Spending 12 months of food studies in Italy was an eye opening experience coming from Israel, a country with a budding gastronomical identity, still in its culinary diapers. Trying to define an Israeli cuisine is not an easy one. There are the European Jewish cuisines; Polish, German, Russian, Hungarian, and Romanian for example. Then there is the Mediterranean variety of Jewish cuisines such as Moroccan, Tunisian, Syrian, Iraqi, Persian, Libyan and Turkish. Ethiopian and Balkan cuisines also spring to mind, and there are MANY others that don’t. As if this was not complicated enough, the equation is still incomplete.
This cornucopia of cuisines joins an existing local food culture. Christian, Muslim, Samaritan, Galilean, Druze, Jewish, Armenian and Bedouin communities have co-existed on this land for centuries, each with its particular food culture based on religion, locality, tradition and seasonality; fascinating considering the small scale of the terroir.
A short recount of the local food map since the early 20th century: in the beginning each ethnic group kept to its own food culture, steering clear from the suspicious unfamiliar, and associating food with identity. The fragrant tomato, addictive cottage cheese and Jaffa oranges became quintessential symbols of Israeli food, as did the falafel and now controversial Hummus. This was not only a far cry from a local cuisine, but, as per the ongoing and current hummus battle, their origins are unclear and have likely been adopted from elsewhere considering the ungraspable variety of possible sources.
During the 80s and 90s Israel was introduced to the pleasures of fine dining by a selection of classically trained and well traveled local chefs keen on creating a classic food experience with a taste of old Europe, mainly that of French cuisine, to this day fondly remembered for the explicit use of butter, and previously unheard of high quality ingredients flown from a far. This was novel and it tasted good, but it was anything but Israeli. Then everything went quiet. A period of hibernation commenced in which those classically trained chefs, each on their own, reconnected with their gastronomical roots and their mothers’ cooking, as well as embracing local ingredients and the readily available resource of local cuisines, traditions and recipes.
Metaphorically speaking, the ingredients were added to the pot decades ago, commencing a culinary meltdown and the emergence of a new Israeli cuisine that is based on the land, seasons, and the culinary treasures accumulated over centuries of endless roaming.
An excellent example is a red cabbage I recently enjoyed as a main course at a highly rated restaurant in Tel Aviv. Looking at the menu, one might have been fooled into thinking this was a canteen at the market, or a snack bar at a gas station. The recently opened ‘Abraxas Tzafon’ prides itself on simple food made from the freshest, (mostly) local ingredients. Literally.

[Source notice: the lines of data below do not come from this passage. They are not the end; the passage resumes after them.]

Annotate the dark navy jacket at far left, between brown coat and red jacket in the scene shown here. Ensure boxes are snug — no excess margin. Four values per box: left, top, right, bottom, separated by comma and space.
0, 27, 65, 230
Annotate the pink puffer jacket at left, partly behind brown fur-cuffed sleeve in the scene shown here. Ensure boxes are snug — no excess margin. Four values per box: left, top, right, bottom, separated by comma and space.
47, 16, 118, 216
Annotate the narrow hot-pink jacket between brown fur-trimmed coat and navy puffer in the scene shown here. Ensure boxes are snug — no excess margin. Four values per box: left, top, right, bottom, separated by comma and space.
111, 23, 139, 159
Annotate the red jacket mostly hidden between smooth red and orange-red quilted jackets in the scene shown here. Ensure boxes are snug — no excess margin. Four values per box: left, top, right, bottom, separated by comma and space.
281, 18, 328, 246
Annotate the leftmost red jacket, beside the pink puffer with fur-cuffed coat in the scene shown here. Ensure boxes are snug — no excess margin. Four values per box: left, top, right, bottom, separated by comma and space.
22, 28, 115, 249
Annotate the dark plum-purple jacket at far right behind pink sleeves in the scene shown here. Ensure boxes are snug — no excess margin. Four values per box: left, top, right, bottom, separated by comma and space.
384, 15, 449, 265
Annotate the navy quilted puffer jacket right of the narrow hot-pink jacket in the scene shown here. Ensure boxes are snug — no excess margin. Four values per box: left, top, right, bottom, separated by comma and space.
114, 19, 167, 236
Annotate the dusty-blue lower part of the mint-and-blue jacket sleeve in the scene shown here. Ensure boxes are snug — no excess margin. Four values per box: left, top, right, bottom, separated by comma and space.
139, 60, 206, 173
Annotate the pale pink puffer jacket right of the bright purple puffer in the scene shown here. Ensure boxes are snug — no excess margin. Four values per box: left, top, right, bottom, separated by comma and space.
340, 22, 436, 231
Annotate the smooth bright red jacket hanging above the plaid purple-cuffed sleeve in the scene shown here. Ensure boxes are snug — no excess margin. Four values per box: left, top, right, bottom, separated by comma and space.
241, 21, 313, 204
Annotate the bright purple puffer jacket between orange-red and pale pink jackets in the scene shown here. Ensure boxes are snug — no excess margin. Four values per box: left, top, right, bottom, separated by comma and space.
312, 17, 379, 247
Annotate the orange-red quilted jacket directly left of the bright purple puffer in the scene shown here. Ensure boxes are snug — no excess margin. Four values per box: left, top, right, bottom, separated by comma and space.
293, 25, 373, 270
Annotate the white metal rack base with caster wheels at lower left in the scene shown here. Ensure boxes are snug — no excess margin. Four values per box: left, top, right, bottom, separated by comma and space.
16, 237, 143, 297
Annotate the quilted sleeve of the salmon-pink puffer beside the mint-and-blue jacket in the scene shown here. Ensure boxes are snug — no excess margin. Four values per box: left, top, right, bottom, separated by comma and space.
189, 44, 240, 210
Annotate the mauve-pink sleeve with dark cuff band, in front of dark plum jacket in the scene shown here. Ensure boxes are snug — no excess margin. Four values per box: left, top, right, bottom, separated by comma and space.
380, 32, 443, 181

This is fast food with a twist, as it is not fast and it is real food.
The tables here are dressed in brown recycled paper Instead of tablecloths. Advance preparation is kept to a minimum and the food is prepared to order. Only then will the pita bread be baked, the ripe tomatoes sliced, the kebabs chopped and the in house ketchup blended.

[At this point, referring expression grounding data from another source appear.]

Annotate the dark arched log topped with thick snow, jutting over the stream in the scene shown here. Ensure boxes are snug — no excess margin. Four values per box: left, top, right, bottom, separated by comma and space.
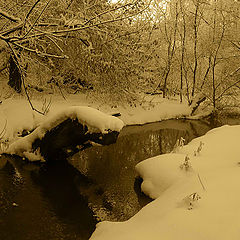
6, 106, 124, 161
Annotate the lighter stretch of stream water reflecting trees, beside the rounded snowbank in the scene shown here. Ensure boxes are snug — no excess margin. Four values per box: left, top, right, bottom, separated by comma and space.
69, 121, 213, 221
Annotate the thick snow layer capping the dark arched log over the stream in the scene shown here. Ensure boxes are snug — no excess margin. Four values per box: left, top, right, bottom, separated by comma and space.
6, 106, 124, 161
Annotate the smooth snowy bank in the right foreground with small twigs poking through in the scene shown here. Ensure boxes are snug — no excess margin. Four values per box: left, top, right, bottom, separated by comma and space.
91, 126, 240, 240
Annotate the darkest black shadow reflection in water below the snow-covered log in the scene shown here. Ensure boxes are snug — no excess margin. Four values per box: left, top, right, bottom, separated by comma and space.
31, 161, 97, 239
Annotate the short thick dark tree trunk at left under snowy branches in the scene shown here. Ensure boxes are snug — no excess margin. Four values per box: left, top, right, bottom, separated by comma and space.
8, 56, 22, 93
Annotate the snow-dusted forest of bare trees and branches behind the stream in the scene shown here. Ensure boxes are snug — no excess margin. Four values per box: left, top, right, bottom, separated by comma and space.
0, 0, 240, 112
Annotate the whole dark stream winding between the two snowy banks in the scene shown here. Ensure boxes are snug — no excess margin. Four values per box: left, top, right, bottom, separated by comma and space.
0, 120, 240, 240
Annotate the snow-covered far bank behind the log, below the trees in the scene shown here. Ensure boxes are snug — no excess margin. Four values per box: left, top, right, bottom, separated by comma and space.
0, 95, 191, 142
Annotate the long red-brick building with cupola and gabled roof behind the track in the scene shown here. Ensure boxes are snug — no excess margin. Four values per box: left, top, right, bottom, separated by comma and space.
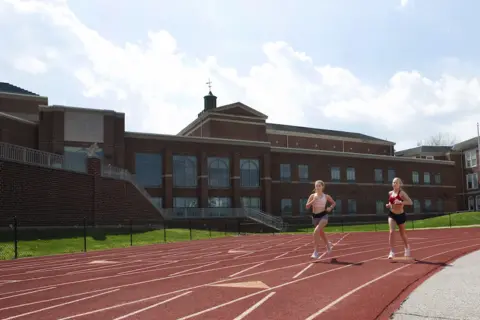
0, 83, 466, 225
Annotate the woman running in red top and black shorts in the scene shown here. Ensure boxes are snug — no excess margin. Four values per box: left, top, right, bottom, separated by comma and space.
386, 178, 413, 259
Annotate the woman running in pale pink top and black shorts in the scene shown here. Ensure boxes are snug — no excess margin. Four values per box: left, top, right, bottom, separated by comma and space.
306, 180, 335, 259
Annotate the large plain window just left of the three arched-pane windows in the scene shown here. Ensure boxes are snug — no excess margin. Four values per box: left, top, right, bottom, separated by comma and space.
135, 153, 162, 188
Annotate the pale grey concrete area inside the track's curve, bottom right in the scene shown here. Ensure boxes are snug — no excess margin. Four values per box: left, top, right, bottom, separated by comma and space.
391, 250, 480, 320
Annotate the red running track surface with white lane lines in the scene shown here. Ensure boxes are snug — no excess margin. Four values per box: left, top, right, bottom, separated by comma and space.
0, 228, 480, 320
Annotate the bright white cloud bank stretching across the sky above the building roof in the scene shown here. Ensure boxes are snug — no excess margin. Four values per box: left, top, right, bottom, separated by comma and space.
0, 0, 480, 149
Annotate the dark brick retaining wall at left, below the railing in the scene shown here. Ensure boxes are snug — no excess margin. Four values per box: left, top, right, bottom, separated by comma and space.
0, 161, 161, 226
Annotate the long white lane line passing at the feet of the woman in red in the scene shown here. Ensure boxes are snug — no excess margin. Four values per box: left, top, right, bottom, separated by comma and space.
177, 239, 480, 320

An entire cauliflower seasoned only with crushed salt arrived at the table, wrapped in parchment paper like a flower bouquet, all steaming and buttery. A Ruben sandwich tied like a small bundle was filled with a thrice- cooked corned beef, encased in toasted sourdough bread baked from a unique blend of 3 flours.
Only one dish can be crowned as a piece de resistance and much has been written about this one; a round glistening red cabbage shared the plate with no one, as it proudly stood alone in its entirety with no distractions or obstructions. Cooked for 6 hours in a ‘specific stock of root vegetables and 2 bones from a lamb’ the result was a rich, smoky, crumbling cabbage, succulent, rich and unapologetic as if to say ‘It is what it is’. And what a beautiful ‘is’ it was.
Who would have thought that a cabbage could prove a culinary experience so intense? This just might be the symbol of the zeitgeist in the Israeli food map; high quality seasonal ingredients celebrated for what they are with no noise and no frills. Their voice can now be heard in all its honesty.